My friend ended up buying the original and making a print for me so that I could put this into my show. |
I had been doing a painting of my high school friend's pug. When I handed Gramma a canvas, she made it into her palette as well, and made a copy of my pug painting. Her hands were weak and unstable, and each movement required a lot of effort in terms of both concentration and stamina. All things considered, she did pretty damn well.
See the palette dots upper right? |
Within a few minutes of my leaving, she had another stroke, which was caught by her hospice nurse. Then it was back to the emergency room and the flurry of taking care of anything I could find that someone might need. She was bedbound and mostly incoherent most of the rest of my visit. Blessedly, she lived until my sister was also able to visit her a last time.
So the left side of my gallery was was going to be my and Gramma's early art, and the right side would be her last piece and maybe a photo of us together. The gallery folks warned me that people don't want to read a lot of text, so I wasn't sure how I was going to get my story across without words. I wrote a little five paragraph essay and hoped people would get intrigued.

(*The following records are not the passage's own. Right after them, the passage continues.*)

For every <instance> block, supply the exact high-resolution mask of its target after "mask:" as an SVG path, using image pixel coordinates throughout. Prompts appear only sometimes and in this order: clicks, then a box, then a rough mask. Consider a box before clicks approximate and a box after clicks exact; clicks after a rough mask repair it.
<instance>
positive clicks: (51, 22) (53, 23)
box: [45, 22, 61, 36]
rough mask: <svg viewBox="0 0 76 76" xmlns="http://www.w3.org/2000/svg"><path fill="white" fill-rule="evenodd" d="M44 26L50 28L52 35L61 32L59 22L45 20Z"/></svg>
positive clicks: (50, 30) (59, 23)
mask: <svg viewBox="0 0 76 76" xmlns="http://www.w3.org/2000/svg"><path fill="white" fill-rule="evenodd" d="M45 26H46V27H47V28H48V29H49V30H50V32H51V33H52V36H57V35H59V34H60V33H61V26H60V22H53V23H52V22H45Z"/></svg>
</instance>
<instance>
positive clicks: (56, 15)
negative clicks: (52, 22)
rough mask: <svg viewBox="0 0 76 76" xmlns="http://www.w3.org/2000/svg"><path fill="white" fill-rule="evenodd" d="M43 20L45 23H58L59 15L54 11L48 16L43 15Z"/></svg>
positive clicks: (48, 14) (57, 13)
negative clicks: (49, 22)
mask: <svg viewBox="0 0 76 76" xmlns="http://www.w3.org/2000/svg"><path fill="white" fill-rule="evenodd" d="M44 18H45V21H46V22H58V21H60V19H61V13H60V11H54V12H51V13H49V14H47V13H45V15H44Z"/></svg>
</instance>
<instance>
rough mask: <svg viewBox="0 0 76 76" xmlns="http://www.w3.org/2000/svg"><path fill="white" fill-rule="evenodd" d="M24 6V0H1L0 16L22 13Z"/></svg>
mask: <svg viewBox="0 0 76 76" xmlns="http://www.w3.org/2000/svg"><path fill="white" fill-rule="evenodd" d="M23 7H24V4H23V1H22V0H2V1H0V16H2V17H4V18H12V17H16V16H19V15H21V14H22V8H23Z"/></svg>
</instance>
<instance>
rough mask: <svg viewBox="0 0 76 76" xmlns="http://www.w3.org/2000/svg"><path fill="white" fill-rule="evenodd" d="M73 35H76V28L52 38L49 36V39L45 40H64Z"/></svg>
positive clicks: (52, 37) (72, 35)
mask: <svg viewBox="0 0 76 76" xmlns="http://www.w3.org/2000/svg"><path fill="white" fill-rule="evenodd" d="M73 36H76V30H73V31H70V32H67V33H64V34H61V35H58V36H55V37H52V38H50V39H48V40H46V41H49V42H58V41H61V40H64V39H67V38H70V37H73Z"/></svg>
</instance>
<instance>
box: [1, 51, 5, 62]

I was frankly a little relieved when the show was delayed.
She painted this in 1977 and titled it "Toomey Flats." |
When it was rescheduled for this month, I panicked. So much had happened since then. Should I tell the same story? It felt old, like its moment was past. I would be the first post-lockdown show. Did I have anything to say about lockdown? Could I do some clever symbolic thing with mask designs and hand washing instructions? Could I figure out how to tell a story for my Afghan foster kid, as America withdrew from his country and civil war began? Should I find something to paint that showed how much the recent climate report had shaken me?
I have been uninspired this year. As you might imagine, even depressed. I don't know how to do art that tells my story without all my words also being necessary. All I know how to do is look at something in front of me and interpret it in a new location with new tools.
Say, I have been enjoying Procreate (an app on my ipad that's similar to Adobe Photoshop). Maybe it can help me with conceptual stuff.
You wanna know a little secret? An acquaintance has been getting pranked with a huge number of goat socks, goat art, goat jokes and postcards and surprise club memberships. Who knows how it happened. But I contributed a couple of images that I put together in Procreate, replacing his boyfriend with a goat or putting goats into his bathroom. So it's a lie that I've been uninspired. I've just had a hard time staying on my imagined target.
Considering I have no Photoshop experience I think I did pretty well! |
I'm grateful for the creative outlet of this blog, even if I rarely remember it. This has been a fun project, doing this post.